I have a dislike for religious extremism and patriarchy. Rather, if it wasn’t for the rampant patriarchy in religion, and a firm belief at age 11 that Allah was indeed a man and hence the inequality between men and women, I might still have been a religious person, albeit a moderate one. For this very reason I had to hear countless lectures from friends, family, even acquaintances that I will end up being a lonely feminist. ‘Lonely’ because men do not like women who question too much, especially if questions are somehow targeting their perception and understanding of freedom. And if men don’t like me, it means they will not woo me, and I will die an unhappy, cranky spinster like Ms Shaheen at my school.

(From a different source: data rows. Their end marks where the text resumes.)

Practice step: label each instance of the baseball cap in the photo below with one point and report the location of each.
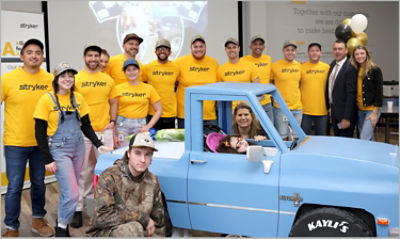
(163, 42)
(63, 67)
(91, 46)
(132, 36)
(231, 40)
(314, 44)
(32, 41)
(257, 37)
(142, 140)
(131, 62)
(289, 43)
(198, 38)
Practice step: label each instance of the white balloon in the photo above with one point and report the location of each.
(358, 23)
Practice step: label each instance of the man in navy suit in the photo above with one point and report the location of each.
(341, 91)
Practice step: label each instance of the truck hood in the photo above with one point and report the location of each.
(354, 149)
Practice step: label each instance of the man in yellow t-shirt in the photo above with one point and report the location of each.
(100, 93)
(131, 49)
(312, 86)
(20, 91)
(196, 69)
(263, 64)
(162, 74)
(286, 74)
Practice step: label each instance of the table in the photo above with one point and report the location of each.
(388, 116)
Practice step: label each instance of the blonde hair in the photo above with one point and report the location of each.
(369, 64)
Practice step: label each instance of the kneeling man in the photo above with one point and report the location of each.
(128, 199)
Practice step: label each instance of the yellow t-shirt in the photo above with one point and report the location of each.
(242, 71)
(263, 64)
(312, 87)
(134, 100)
(46, 109)
(115, 68)
(97, 89)
(196, 72)
(359, 93)
(20, 92)
(163, 77)
(287, 78)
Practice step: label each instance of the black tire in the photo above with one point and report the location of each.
(329, 222)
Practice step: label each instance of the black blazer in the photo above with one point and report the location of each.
(344, 93)
(372, 88)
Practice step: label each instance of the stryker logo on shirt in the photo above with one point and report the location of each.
(93, 84)
(289, 70)
(33, 87)
(163, 73)
(234, 73)
(199, 69)
(261, 64)
(315, 71)
(133, 95)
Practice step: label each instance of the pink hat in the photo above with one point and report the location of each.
(213, 140)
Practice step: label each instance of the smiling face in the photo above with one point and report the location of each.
(139, 160)
(65, 81)
(238, 144)
(243, 118)
(32, 56)
(198, 49)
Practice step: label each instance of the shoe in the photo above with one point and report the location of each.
(61, 232)
(10, 233)
(76, 220)
(41, 227)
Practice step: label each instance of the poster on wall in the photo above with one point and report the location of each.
(16, 28)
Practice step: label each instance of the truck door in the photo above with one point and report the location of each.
(228, 194)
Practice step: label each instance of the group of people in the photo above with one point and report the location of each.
(61, 122)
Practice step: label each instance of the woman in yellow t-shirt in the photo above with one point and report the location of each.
(60, 118)
(369, 91)
(133, 104)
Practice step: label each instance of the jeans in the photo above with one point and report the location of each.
(126, 127)
(320, 124)
(86, 188)
(269, 110)
(282, 124)
(364, 126)
(16, 159)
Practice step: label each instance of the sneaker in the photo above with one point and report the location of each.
(76, 220)
(61, 232)
(10, 233)
(41, 227)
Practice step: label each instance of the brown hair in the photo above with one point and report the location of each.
(369, 64)
(254, 127)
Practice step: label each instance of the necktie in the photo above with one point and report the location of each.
(332, 79)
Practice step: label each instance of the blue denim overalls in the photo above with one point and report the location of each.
(67, 148)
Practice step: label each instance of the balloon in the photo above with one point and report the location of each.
(347, 21)
(359, 23)
(352, 43)
(363, 37)
(343, 32)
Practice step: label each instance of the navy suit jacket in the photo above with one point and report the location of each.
(344, 93)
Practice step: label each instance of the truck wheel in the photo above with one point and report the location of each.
(332, 222)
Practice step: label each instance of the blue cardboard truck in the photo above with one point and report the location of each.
(313, 186)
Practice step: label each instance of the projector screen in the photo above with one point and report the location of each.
(73, 24)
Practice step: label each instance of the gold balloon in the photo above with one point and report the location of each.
(347, 21)
(363, 37)
(352, 43)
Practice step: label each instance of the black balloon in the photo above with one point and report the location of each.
(343, 32)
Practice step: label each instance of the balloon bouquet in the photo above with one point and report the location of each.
(352, 31)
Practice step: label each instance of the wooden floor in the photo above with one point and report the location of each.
(52, 194)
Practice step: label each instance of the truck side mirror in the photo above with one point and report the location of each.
(255, 153)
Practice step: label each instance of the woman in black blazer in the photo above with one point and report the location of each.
(369, 91)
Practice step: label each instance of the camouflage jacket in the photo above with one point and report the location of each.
(121, 198)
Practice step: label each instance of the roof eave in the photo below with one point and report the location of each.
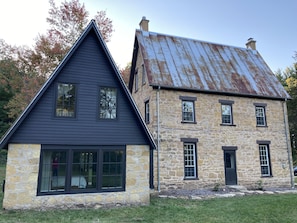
(156, 86)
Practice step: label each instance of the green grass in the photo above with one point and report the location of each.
(247, 209)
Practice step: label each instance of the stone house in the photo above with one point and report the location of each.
(217, 113)
(81, 142)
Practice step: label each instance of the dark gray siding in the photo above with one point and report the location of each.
(89, 68)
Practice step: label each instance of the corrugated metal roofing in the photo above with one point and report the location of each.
(184, 63)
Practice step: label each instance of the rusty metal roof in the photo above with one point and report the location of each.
(184, 63)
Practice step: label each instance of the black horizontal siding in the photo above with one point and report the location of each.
(89, 68)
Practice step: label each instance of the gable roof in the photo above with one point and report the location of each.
(92, 27)
(188, 64)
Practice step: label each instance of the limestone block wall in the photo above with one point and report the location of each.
(212, 136)
(22, 174)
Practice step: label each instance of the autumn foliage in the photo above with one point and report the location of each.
(23, 69)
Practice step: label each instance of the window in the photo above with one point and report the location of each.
(190, 158)
(143, 74)
(264, 158)
(136, 79)
(226, 108)
(188, 109)
(78, 170)
(65, 100)
(147, 111)
(260, 114)
(108, 103)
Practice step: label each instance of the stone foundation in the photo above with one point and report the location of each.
(22, 177)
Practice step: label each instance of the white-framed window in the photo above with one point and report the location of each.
(227, 112)
(188, 109)
(264, 160)
(260, 111)
(108, 103)
(147, 111)
(190, 166)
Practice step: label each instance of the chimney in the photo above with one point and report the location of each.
(251, 44)
(144, 24)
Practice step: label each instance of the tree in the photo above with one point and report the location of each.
(289, 80)
(126, 73)
(23, 70)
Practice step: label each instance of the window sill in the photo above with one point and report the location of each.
(227, 124)
(184, 122)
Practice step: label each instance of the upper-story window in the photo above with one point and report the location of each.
(147, 111)
(108, 103)
(65, 100)
(143, 74)
(260, 114)
(136, 79)
(188, 109)
(227, 113)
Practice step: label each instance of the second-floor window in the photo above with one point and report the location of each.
(65, 100)
(188, 109)
(108, 103)
(260, 114)
(227, 113)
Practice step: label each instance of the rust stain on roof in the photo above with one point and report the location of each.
(198, 65)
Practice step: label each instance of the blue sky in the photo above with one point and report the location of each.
(231, 22)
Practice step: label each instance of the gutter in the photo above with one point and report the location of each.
(158, 138)
(289, 151)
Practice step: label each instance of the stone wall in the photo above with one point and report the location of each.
(22, 175)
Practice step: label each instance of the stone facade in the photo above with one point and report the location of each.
(22, 175)
(212, 137)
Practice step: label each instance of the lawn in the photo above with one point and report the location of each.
(249, 209)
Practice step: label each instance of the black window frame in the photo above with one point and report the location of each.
(262, 106)
(69, 150)
(227, 103)
(147, 111)
(56, 100)
(143, 79)
(267, 150)
(191, 100)
(99, 103)
(136, 77)
(190, 141)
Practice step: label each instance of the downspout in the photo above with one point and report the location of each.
(288, 144)
(158, 137)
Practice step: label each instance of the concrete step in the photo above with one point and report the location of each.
(237, 187)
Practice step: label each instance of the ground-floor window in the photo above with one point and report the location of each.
(80, 169)
(264, 159)
(190, 158)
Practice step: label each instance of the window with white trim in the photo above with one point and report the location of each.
(260, 112)
(188, 109)
(265, 160)
(190, 168)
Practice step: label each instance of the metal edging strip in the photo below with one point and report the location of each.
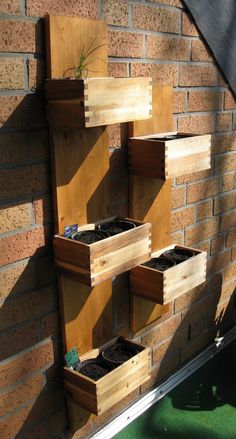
(144, 403)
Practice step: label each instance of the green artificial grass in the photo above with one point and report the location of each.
(202, 407)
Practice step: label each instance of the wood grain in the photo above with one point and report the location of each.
(150, 200)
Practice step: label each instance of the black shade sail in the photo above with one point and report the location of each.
(216, 20)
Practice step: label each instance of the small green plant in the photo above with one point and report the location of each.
(85, 59)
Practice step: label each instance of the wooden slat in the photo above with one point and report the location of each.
(150, 200)
(86, 314)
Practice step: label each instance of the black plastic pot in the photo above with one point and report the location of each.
(116, 226)
(91, 236)
(161, 263)
(118, 354)
(178, 254)
(94, 368)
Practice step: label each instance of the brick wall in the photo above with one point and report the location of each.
(153, 38)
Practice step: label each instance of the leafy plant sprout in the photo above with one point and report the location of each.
(85, 59)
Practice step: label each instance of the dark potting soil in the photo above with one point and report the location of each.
(160, 264)
(90, 236)
(115, 227)
(178, 254)
(118, 353)
(94, 369)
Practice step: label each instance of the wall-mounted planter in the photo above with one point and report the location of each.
(164, 286)
(101, 260)
(169, 155)
(98, 101)
(98, 396)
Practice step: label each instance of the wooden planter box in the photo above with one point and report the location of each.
(104, 259)
(98, 396)
(169, 158)
(164, 286)
(98, 101)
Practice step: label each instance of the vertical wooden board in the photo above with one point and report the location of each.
(81, 181)
(80, 160)
(86, 314)
(150, 199)
(66, 37)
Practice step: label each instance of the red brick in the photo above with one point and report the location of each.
(196, 345)
(57, 423)
(198, 327)
(37, 73)
(22, 112)
(204, 210)
(200, 190)
(177, 197)
(26, 307)
(162, 74)
(217, 244)
(11, 73)
(194, 176)
(118, 70)
(39, 145)
(179, 102)
(182, 218)
(14, 217)
(230, 272)
(177, 238)
(202, 231)
(176, 3)
(188, 26)
(204, 101)
(230, 103)
(21, 393)
(23, 181)
(223, 122)
(18, 278)
(167, 48)
(224, 203)
(225, 163)
(231, 238)
(166, 348)
(81, 8)
(190, 297)
(200, 52)
(21, 246)
(20, 338)
(228, 182)
(155, 19)
(19, 36)
(160, 372)
(203, 246)
(198, 124)
(13, 148)
(197, 76)
(26, 363)
(125, 44)
(218, 262)
(10, 7)
(43, 210)
(221, 81)
(116, 12)
(227, 221)
(162, 331)
(50, 324)
(223, 143)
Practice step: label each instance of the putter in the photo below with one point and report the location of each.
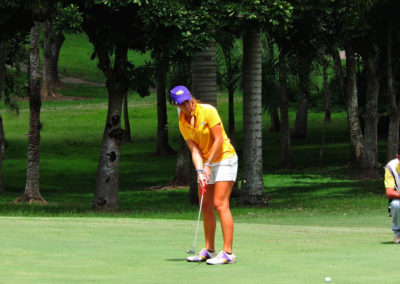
(203, 189)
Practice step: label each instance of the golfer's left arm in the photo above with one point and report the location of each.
(216, 134)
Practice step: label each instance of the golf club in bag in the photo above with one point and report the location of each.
(203, 190)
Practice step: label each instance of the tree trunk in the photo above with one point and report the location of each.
(3, 50)
(300, 127)
(107, 180)
(371, 117)
(3, 55)
(127, 125)
(204, 88)
(52, 42)
(252, 191)
(356, 136)
(337, 63)
(2, 154)
(163, 147)
(394, 109)
(327, 92)
(204, 75)
(32, 187)
(182, 172)
(231, 127)
(284, 108)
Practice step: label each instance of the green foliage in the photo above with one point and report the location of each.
(189, 27)
(15, 16)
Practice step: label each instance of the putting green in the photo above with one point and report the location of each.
(108, 250)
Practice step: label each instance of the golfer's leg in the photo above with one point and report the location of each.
(209, 221)
(395, 212)
(222, 192)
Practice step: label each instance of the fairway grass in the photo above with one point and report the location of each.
(123, 250)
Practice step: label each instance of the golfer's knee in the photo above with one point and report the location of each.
(206, 208)
(395, 205)
(221, 206)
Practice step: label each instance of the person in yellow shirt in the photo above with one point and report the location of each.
(216, 164)
(392, 180)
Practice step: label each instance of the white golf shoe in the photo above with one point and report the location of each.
(203, 255)
(222, 258)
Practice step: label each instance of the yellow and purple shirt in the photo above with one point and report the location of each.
(206, 118)
(392, 171)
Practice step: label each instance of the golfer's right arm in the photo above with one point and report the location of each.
(196, 155)
(391, 192)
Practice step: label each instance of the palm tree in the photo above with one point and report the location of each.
(32, 187)
(252, 191)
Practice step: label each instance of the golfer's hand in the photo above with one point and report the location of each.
(203, 179)
(207, 172)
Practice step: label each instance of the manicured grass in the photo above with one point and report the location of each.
(320, 220)
(101, 250)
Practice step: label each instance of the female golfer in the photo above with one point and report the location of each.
(216, 163)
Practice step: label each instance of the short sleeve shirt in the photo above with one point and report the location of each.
(206, 118)
(389, 179)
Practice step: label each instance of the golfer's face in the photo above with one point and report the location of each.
(186, 106)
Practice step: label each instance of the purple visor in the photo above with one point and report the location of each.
(179, 94)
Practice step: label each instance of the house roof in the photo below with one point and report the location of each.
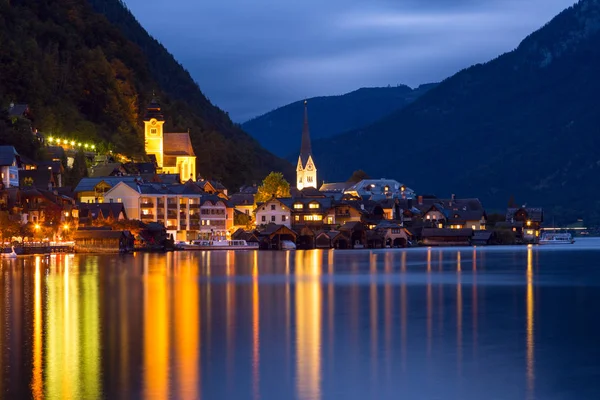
(8, 155)
(107, 210)
(242, 199)
(18, 110)
(535, 214)
(98, 234)
(108, 169)
(88, 184)
(444, 232)
(40, 178)
(335, 187)
(177, 144)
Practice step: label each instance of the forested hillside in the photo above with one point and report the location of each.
(89, 79)
(329, 115)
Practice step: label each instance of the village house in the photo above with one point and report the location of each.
(274, 211)
(216, 217)
(177, 207)
(526, 222)
(10, 162)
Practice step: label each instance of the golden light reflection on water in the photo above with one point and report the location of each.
(37, 383)
(459, 314)
(308, 324)
(530, 341)
(186, 302)
(72, 342)
(156, 328)
(255, 330)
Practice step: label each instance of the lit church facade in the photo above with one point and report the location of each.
(173, 151)
(306, 170)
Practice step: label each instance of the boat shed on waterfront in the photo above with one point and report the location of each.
(103, 241)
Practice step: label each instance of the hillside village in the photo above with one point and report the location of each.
(120, 201)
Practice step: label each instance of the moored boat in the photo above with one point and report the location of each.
(556, 238)
(219, 245)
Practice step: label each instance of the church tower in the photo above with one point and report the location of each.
(306, 171)
(153, 131)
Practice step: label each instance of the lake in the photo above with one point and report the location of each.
(424, 323)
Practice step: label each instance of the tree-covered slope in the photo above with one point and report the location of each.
(87, 78)
(525, 124)
(329, 116)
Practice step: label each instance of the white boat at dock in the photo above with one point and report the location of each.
(556, 238)
(219, 245)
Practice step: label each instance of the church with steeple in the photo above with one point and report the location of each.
(173, 152)
(306, 171)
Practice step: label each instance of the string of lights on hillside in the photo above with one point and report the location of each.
(72, 143)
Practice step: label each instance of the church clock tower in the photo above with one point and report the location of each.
(306, 171)
(153, 131)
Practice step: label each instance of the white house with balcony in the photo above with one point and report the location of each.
(177, 207)
(273, 211)
(9, 166)
(216, 217)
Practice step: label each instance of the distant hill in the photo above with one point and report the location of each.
(87, 69)
(525, 124)
(328, 116)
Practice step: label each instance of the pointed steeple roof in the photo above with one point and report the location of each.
(305, 148)
(153, 110)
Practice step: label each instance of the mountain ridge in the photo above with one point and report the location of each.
(329, 115)
(522, 124)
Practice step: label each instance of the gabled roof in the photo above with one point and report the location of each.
(335, 187)
(8, 154)
(535, 214)
(242, 199)
(39, 178)
(18, 110)
(177, 144)
(88, 184)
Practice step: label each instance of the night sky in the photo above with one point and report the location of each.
(251, 56)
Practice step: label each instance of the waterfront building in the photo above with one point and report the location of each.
(172, 151)
(306, 170)
(216, 217)
(379, 189)
(10, 162)
(177, 207)
(274, 211)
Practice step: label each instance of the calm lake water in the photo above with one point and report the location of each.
(460, 323)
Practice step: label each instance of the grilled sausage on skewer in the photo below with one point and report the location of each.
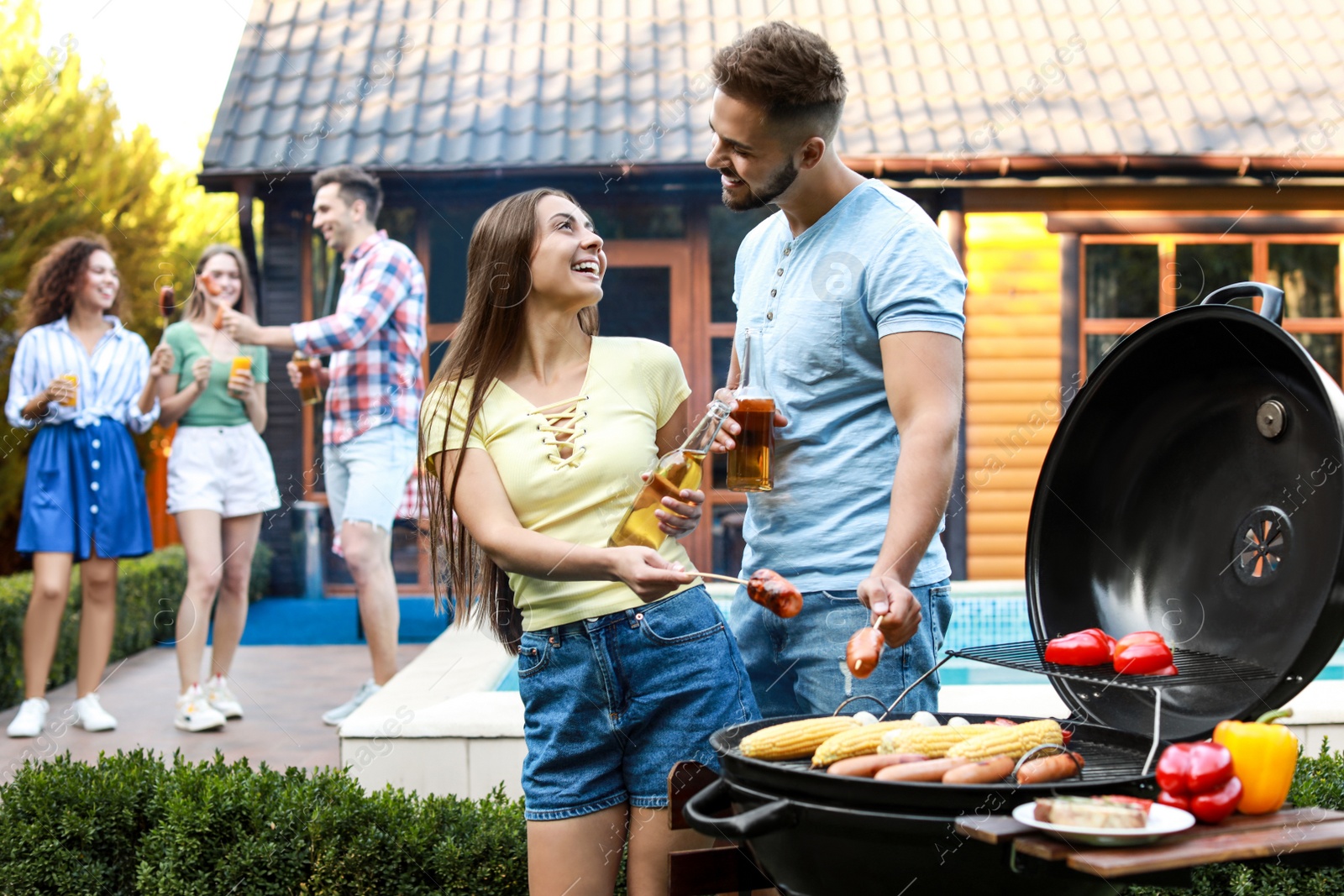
(864, 652)
(774, 593)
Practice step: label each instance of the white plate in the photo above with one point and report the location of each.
(1162, 821)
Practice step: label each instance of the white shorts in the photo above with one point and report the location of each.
(225, 469)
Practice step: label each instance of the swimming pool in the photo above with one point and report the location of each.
(983, 613)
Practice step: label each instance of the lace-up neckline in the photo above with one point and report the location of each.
(561, 425)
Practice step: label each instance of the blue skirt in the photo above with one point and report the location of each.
(85, 488)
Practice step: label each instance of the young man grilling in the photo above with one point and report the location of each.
(860, 301)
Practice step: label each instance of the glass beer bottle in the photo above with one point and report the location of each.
(675, 470)
(309, 387)
(749, 461)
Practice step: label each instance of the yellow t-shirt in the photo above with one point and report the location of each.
(632, 389)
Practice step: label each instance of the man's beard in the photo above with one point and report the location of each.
(776, 184)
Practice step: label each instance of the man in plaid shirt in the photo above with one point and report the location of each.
(374, 385)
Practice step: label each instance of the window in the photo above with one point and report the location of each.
(1132, 280)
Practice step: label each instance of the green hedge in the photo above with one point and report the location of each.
(1319, 782)
(148, 593)
(136, 825)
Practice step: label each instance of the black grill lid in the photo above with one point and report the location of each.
(1195, 486)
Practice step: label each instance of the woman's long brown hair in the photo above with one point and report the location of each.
(57, 277)
(488, 338)
(197, 302)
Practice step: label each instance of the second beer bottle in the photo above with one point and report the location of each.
(749, 461)
(675, 470)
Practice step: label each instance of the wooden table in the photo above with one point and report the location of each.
(1289, 832)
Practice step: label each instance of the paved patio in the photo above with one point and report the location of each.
(284, 692)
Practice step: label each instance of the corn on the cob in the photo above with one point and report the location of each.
(857, 741)
(1010, 741)
(793, 739)
(929, 741)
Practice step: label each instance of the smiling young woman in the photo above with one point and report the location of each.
(221, 479)
(535, 432)
(85, 383)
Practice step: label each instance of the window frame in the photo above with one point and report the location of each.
(1167, 244)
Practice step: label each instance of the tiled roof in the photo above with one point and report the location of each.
(487, 83)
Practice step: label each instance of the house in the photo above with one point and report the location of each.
(1095, 164)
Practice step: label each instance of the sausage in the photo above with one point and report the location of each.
(927, 770)
(774, 593)
(864, 652)
(1038, 772)
(870, 765)
(987, 772)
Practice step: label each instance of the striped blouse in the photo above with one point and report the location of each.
(111, 379)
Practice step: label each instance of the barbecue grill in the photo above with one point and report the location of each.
(1191, 490)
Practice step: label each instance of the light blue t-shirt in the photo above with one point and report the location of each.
(871, 266)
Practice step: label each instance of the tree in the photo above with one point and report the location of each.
(65, 170)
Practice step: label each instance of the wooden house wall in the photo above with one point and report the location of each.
(286, 237)
(1012, 382)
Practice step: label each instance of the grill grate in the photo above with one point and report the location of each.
(1196, 668)
(1105, 763)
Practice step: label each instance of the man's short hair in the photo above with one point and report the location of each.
(355, 183)
(786, 70)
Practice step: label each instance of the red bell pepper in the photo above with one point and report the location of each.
(1144, 658)
(1086, 647)
(1194, 768)
(1198, 778)
(1137, 637)
(1216, 805)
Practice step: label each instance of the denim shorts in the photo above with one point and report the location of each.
(613, 703)
(797, 665)
(366, 477)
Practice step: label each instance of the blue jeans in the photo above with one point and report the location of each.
(611, 705)
(797, 665)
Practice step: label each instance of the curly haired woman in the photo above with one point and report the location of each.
(85, 383)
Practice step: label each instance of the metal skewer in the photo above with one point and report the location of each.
(722, 578)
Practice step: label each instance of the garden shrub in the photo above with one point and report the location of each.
(148, 593)
(134, 825)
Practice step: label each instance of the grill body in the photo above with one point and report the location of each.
(1196, 486)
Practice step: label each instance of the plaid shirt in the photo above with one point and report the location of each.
(375, 340)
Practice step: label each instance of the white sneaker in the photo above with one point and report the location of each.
(92, 716)
(342, 712)
(195, 712)
(222, 699)
(31, 719)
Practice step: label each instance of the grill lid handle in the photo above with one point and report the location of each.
(764, 820)
(1272, 298)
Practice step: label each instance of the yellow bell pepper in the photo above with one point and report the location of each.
(1263, 757)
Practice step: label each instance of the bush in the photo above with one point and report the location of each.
(1319, 782)
(134, 825)
(148, 593)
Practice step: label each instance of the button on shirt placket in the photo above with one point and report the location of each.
(774, 293)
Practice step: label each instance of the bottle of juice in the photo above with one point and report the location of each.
(749, 461)
(239, 363)
(675, 470)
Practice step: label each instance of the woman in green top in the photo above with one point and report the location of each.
(221, 479)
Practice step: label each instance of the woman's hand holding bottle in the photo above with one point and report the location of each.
(645, 571)
(679, 517)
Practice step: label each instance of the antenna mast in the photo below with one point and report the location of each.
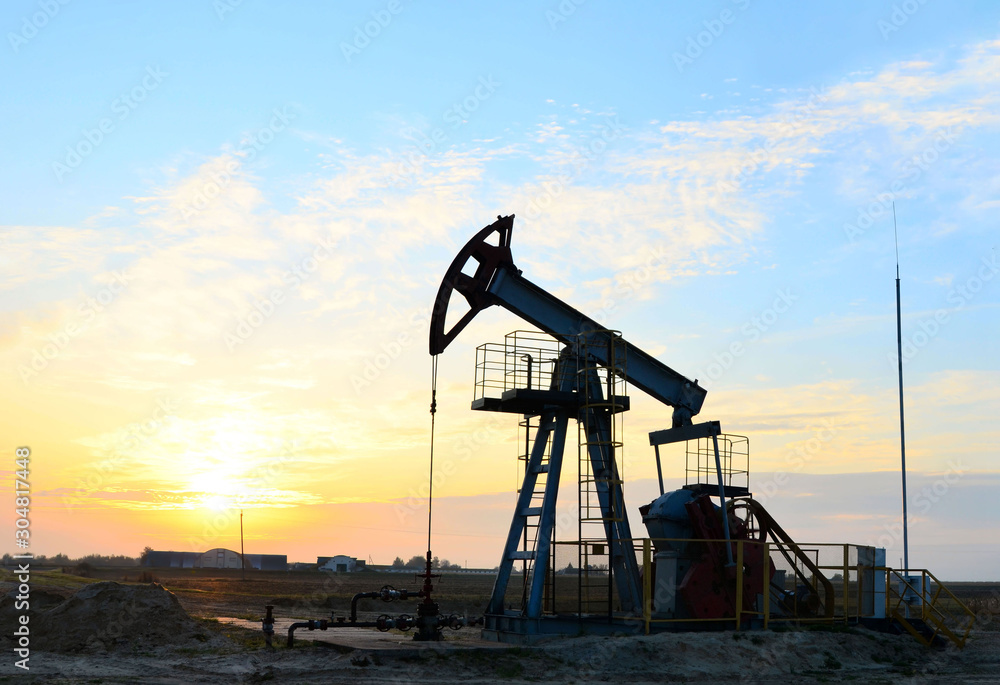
(899, 358)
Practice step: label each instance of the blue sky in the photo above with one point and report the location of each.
(708, 177)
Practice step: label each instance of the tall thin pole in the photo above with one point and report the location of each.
(902, 430)
(243, 559)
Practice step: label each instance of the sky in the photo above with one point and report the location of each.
(222, 226)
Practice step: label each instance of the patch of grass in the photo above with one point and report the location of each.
(904, 668)
(511, 669)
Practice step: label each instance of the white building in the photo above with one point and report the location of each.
(340, 564)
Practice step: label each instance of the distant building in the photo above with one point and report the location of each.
(340, 564)
(216, 558)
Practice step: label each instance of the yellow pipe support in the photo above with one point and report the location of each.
(767, 583)
(739, 583)
(847, 588)
(647, 584)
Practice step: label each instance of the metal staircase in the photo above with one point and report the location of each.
(924, 607)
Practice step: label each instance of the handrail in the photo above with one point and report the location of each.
(954, 622)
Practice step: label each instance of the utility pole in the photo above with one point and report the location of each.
(243, 559)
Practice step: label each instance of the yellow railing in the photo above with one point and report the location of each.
(917, 594)
(916, 599)
(842, 589)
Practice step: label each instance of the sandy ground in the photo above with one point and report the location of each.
(112, 633)
(761, 657)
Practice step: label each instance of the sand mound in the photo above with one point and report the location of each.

This brings us to this extreme disdain society as a whole has against remaining single, especially in case of women. It has so many negative connotations attached. A single woman is a woe, a burden on society, and only now have I been able to rationalize this for myself a little. I figure that women in this patriarchal society only have importance as baby machines, and if they are not producing babies, they are a burden on the resources, on the family and on a society. And related to this same idea of single women being a burden, problem, temptation, etcetera etcetera are many other negative ideas, stereotypes and biases.
One idea that always annoys me, is how people keep arguing that a strong single woman who abides by rules is actually doing so because she ‘needs some’? It sounds to me the height of sexism and I have never been able to rationalize it, no matter how hard I tried. On the other hand, the same traits in a man are considered a virtue. He is a man of principle, is the usual description of men who abide by rules, not that they are stuck up and need to get laid.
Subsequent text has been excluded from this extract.